# Asrock B550 motherboards M.2 slot question



## Buftor (Jun 12, 2020)

I am planning to use two NVME drives, so I checked the specs of the M.2 slots in B550 motherboards. With most brands, I found that the primary M.2 slot supports PCIE4x4 and the secondary supports PCIE3x4. However, with Asrock boards, I noticed that on all B550 boards (except for the Taichi) the second M.2 slot is rated at only PCIE3x2 (16Gbs), not PCI3x4 (32Gbs). It seems weird to me. Is it possible that there's an error in the specs? This will affect my purchase decision, so thanks for any input.


----------



## puma99dk| (Jun 12, 2020)

You need to be more specific with what B550 model from AsRock you want to buy and use because this time around AMD gives the manufactures more options on how to use PCI-E lanes from the CPU.
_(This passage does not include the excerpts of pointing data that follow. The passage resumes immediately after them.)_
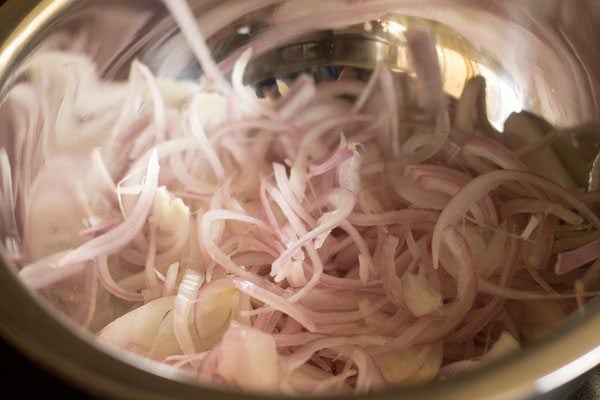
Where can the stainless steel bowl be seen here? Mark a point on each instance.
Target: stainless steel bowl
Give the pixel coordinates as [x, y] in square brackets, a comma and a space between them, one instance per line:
[129, 29]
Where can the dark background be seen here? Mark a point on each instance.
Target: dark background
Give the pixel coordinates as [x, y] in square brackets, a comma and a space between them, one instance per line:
[18, 374]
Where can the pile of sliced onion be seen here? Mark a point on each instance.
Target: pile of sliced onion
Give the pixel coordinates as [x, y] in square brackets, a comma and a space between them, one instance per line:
[347, 236]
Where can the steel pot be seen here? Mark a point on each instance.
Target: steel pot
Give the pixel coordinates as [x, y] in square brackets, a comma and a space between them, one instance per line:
[142, 29]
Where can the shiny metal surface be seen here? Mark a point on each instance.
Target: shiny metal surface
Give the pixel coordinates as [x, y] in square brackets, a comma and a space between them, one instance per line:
[128, 29]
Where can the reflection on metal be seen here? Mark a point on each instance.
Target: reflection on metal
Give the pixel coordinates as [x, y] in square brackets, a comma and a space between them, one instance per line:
[361, 47]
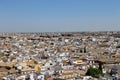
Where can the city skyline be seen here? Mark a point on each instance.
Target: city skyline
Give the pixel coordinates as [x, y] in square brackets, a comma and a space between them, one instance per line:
[59, 15]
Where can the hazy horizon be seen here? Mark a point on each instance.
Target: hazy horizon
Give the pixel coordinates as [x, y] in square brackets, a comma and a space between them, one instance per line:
[59, 15]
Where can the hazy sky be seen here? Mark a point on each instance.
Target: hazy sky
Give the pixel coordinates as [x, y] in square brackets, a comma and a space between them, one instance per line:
[59, 15]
Most B550 board will have the top M.2. slot as PCI-E Gen4 and the top PCI-E x16 as Gen4 everything else is Gen3.


----------



## TheLostSwede (Jun 12, 2020)

Buftor said:


> I am planning to use two NVME drives, so I checked the specs of the M.2 slots in B550 motherboards. With most brands, I found that the primary M.2 slot supports PCIE4x4 and the secondary supports PCIE3x4. However, with Asrock boards, I noticed that on all B550 boards (except for the Taichi) the second M.2 slot is rated at only PCIE3x2 (16Gbs), not PCI3x4 (32Gbs). It seems weird to me. Is it possible that there's an error in the specs? This will affect my purchase decision, so thanks for any input.
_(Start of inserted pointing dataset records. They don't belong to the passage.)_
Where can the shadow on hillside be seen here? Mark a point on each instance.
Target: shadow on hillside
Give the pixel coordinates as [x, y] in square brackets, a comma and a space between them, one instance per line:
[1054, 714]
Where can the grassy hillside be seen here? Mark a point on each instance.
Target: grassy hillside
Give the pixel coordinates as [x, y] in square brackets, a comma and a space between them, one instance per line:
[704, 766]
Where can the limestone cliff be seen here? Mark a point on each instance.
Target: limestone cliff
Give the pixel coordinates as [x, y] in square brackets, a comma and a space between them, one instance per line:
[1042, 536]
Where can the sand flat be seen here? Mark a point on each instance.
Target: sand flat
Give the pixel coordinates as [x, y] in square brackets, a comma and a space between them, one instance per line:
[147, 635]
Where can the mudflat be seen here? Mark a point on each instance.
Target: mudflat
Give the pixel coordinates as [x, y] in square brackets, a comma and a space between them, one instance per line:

Not weird at all, it depends what they've allocated the PCIe lanes to. In fact, a lot of early M.2 implementations were like that, due to lack of PCIe lanes from the chipset.


----------



## Flaky (Jun 12, 2020)

I've also noticed that Asrock made this weird design choice. 
I don't think there's an error in specs - most boards fully utilize all, or most of the platforms I/O, leaving no "dangling" 2 PCIe lanes.

It's one of the reasons I don't even consider buying or recommending their B550 boards.

But, If you really want a B550 Asrock, and need second M.2 with 3.0 x4 link, just grab a cheap adapter.


----------



## Assimilator (Jun 12, 2020)

Buftor said:


> Is it possible that there's an error in the specs?



Possible yes, likely no. Asrock is using those extra lanes to add more features (2.5Gb or 5Gb networking, or more USB ports) or they buggered up their implementation, but either way that's not the kind of typo they would make.


----------



## newtekie1 (Jun 12, 2020)

When the chipset only puts out 6 PCI-E 3.0 lanes and only 4 lanes if you choose to add an extra 2 SATA ports, things have to be cut.  To me, it makes sense to cut the 2nd M.2 slot down to x2 since most people would never even notice the difference in performance on a secondary drive.


----------



## Flaky (Jun 12, 2020)

newtekie1 said:


> When the chipset only puts out 6 PCI-E 3.0 lanes and only 4 lanes if you choose to add an extra 2 SATA ports (...)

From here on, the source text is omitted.